Sergipe se despede do historiador Paulo Nascimento: um legado de paixão pela cultura sergipana
Sergipe se despede do historiador Paulo Nascimento

O clima era pesado, daqueles que a gente sente na pele. Na tarde desta sexta-feira, 26, o cemitério Santo Antônio, no bairro Industrial, em Aracaju, recebeu uma multidão silenciosa. Gente de todo tipo – jovens, idosos, intelectuais, pessoas simples – todas unidas por uma mesma dor. A despedida do professor Paulo Nascimento, aos 75 anos, não foi apenas mais um funeral. Parecia que uma parte da história de Sergipe estava sendo enterrada junto com ele.

Quem chegava perto do caixão via aquela expressão serena, quase como se ele estivesse apenas pensando profundamente sobre algum detalhe histórico que ninguém mais tinha percebido. O homem que dedicou a vida inteira a desvendar os segredos do passado sergipano agora fazia parte dele.

Uma vida entre livros e paixão pela terra natal

Paulo não era daqueles historiadores enfadonhos, sabe? Tinha um jeito peculiar de contar histórias – fazia você se sentir dentro delas. Lembro que certa vez, numa palestra no Instituto Histórico, ele descreveu o encontro de Tomé de Souza com os índios como se estivesse narrando um romance. Os olhos brilhavam, as mãos gesticulavam, e a plateia ficava absolutamente hipnotizada.

Seus livros – mais de quinze obras publicadas – são testemunhas mudas desse amor pela cultura local. Desde "Raízes Sergipanas" até seu último trabalho sobre as tradições juninas no interior, cada página transborda essa paixão contagiante que ele tinha pela nossa terra.

O adeus dos que ficaram

No velório, dava pra ver de tudo um pouco. A sobrinha Maria Clara, com os olhos inchados, contava como o tio transformava visitas familiares em aulas de história. "Ele mostrava uma igreja antiga e já começava a contar quem construiu, quantos escravos trabalharam ali, que histórias fantasmagóricas circulavam por aquelas paredes..."

Já o amigo de longa data, professor Carlos Alberto, lembrava das madrugadas no arquivo público, revirando documentos amarelados. "Paulo tinha uma paciência de jesuíta para pesquisar. Enquanto eu já estava cansado, ele continuava animado, como se pudesse encontrar a certidão de nascimento do próprio estado a qualquer momento."

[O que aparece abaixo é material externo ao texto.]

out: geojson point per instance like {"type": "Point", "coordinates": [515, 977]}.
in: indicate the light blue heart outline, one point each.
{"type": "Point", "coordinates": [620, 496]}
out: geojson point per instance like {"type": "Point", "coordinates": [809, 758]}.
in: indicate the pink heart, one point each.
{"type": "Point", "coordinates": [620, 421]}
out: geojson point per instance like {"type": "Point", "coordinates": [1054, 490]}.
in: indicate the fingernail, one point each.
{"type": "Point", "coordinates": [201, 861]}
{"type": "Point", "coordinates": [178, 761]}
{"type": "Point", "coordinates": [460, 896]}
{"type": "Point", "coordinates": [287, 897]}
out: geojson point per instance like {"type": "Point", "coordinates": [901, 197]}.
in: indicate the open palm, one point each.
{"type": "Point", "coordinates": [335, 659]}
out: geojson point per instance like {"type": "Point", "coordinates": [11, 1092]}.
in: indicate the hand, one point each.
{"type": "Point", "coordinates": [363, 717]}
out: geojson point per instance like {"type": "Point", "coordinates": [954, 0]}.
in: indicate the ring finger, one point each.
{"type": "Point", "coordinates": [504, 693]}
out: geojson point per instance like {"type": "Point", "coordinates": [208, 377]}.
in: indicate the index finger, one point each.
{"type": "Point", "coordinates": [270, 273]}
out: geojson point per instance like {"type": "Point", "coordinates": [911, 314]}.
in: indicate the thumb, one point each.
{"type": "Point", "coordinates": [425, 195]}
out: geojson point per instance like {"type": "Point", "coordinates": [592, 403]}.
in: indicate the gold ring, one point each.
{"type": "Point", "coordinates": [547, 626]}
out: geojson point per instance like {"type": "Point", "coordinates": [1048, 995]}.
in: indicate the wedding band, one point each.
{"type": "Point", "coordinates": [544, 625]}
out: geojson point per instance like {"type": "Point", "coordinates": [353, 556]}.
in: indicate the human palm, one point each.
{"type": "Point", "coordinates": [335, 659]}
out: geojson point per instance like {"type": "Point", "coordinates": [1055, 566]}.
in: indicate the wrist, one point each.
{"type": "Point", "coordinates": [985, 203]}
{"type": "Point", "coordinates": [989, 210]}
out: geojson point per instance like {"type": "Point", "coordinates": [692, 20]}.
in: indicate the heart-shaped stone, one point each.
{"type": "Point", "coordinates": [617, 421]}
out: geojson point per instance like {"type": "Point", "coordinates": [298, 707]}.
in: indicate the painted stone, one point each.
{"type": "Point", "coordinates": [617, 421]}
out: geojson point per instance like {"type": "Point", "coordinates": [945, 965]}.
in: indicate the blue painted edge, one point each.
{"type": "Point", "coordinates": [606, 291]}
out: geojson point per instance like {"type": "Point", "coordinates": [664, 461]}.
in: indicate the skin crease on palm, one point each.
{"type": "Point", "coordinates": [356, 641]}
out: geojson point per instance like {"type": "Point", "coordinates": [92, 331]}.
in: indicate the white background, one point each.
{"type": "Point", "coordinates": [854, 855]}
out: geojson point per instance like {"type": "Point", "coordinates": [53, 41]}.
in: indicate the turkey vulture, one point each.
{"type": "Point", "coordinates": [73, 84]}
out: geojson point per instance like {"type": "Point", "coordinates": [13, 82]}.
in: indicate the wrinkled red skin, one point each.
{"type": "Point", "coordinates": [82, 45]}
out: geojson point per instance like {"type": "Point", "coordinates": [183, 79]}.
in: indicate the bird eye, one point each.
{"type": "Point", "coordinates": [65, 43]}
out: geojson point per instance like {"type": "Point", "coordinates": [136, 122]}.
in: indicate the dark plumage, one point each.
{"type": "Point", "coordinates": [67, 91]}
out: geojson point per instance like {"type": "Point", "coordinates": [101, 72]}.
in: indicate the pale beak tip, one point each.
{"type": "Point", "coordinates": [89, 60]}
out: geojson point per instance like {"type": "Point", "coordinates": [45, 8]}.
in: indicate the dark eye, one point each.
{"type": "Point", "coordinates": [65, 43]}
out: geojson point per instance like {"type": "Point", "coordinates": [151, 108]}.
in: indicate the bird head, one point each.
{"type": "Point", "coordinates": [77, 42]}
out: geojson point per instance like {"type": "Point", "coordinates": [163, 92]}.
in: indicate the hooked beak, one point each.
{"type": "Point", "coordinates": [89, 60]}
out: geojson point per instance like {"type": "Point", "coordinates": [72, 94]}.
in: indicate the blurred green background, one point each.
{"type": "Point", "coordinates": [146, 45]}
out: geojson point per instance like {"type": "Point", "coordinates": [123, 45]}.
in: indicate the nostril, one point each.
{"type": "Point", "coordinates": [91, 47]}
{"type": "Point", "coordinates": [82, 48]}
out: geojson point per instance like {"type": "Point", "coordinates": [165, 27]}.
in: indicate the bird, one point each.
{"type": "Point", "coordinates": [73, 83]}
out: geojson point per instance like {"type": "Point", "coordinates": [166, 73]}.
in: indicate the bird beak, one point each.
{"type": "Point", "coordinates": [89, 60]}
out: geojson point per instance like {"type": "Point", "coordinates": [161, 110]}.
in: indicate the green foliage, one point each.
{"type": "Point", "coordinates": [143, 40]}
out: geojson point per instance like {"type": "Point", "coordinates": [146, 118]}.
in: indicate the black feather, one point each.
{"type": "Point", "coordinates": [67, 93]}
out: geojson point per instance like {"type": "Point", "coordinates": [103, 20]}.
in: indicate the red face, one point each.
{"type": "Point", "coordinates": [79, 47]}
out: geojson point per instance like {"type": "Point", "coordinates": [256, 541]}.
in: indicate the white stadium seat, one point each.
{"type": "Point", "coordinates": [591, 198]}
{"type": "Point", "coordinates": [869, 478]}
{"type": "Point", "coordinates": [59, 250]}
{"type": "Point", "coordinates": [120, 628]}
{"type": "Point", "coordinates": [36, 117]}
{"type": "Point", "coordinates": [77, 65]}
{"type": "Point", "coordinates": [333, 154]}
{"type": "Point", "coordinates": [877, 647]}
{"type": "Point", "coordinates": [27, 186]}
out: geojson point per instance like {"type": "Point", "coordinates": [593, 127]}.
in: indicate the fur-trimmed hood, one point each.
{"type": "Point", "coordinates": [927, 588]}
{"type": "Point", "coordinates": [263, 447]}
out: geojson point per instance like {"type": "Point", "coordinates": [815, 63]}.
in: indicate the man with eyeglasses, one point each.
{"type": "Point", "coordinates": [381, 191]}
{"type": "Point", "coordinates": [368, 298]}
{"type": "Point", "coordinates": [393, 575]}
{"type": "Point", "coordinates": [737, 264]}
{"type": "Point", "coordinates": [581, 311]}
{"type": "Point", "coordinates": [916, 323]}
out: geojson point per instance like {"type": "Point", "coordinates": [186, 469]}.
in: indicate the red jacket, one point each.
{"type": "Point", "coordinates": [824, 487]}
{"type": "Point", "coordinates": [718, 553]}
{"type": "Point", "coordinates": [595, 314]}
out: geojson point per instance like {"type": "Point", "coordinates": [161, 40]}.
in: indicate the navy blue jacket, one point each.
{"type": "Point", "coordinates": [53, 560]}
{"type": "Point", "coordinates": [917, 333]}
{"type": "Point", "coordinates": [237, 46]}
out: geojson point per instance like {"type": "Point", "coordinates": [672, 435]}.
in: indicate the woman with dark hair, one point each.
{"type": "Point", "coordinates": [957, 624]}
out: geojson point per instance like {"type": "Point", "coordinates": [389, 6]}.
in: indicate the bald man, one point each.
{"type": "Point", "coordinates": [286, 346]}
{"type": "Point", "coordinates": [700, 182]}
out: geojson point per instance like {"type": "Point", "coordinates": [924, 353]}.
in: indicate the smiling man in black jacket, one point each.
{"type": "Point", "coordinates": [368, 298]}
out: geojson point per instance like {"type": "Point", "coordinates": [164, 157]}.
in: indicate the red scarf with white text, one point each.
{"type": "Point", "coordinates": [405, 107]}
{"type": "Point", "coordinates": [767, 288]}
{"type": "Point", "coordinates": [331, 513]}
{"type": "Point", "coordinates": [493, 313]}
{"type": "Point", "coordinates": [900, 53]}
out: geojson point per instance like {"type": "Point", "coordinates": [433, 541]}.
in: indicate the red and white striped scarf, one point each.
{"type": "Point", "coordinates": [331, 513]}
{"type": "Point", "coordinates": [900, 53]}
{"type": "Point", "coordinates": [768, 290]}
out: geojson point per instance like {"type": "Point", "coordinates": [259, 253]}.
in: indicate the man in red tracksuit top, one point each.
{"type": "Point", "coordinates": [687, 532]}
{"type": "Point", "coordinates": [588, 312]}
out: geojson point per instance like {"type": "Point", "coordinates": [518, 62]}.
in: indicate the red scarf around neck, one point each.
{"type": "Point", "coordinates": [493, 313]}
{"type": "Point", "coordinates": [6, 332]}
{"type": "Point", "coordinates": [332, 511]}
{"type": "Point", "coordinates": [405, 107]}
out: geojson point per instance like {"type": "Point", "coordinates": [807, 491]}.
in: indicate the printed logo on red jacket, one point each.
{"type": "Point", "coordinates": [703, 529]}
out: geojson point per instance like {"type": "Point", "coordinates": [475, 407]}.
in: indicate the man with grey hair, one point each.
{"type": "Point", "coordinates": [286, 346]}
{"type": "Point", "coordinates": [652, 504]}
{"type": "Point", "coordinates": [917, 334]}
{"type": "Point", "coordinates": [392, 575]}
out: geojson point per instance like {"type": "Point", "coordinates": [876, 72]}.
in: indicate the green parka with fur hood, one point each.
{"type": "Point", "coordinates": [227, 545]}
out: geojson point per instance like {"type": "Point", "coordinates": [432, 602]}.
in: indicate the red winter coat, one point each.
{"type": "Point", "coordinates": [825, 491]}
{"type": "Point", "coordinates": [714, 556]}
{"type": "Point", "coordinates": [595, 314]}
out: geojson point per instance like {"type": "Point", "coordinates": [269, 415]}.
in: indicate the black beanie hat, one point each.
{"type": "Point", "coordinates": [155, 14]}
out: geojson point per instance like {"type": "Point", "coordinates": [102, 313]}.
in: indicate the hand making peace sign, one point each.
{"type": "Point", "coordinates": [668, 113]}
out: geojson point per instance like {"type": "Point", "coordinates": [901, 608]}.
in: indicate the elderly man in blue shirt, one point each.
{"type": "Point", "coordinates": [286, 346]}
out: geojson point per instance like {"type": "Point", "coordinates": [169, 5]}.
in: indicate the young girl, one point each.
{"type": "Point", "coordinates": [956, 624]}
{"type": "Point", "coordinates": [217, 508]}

E não foram poucos os ex-alunos que apareceram. Muitos hoje são professores, pesquisadores, profissionais que carregam um pedacinho do que aprenderam com ele. Dá até um certo conforto pensar que o legado continua, espalhado por aí, influenciando novas gerações.

O silêncio que fala mais que palavras

O que mais me marcou, confesso, foi ver aquela fila de pessoas querendo se despedir. Gente simples, que talvez nem entendesse todos os conceitos históricos que Paulo dominava, mas que reconhecia nele um defensor ferrenho da identidade sergipana. O povo percebe quando alguém trabalha por amor, não por obrigação.

Às 16h, quando o corpo foi levado para o sepultamento, o sol já começava a se por. Simbólico, não? Parecia que o dia também estava de luto. As pálpebras pesadas, aquele cansaço que só uma grande emoção provoca – todos sentiam a mesma coisa.

Paulo Nascimento se foi, isso é fato. Mas deixou um vazio que só as grandes pessoas deixam. E paradoxalmente, também deixou tudo muito cheio – de histórias, de ensinamentos, de amor por Sergipe. Como ele mesmo dizia: "A morte não apaga uma vida bem vivida; só transforma memória em legado". E que legado!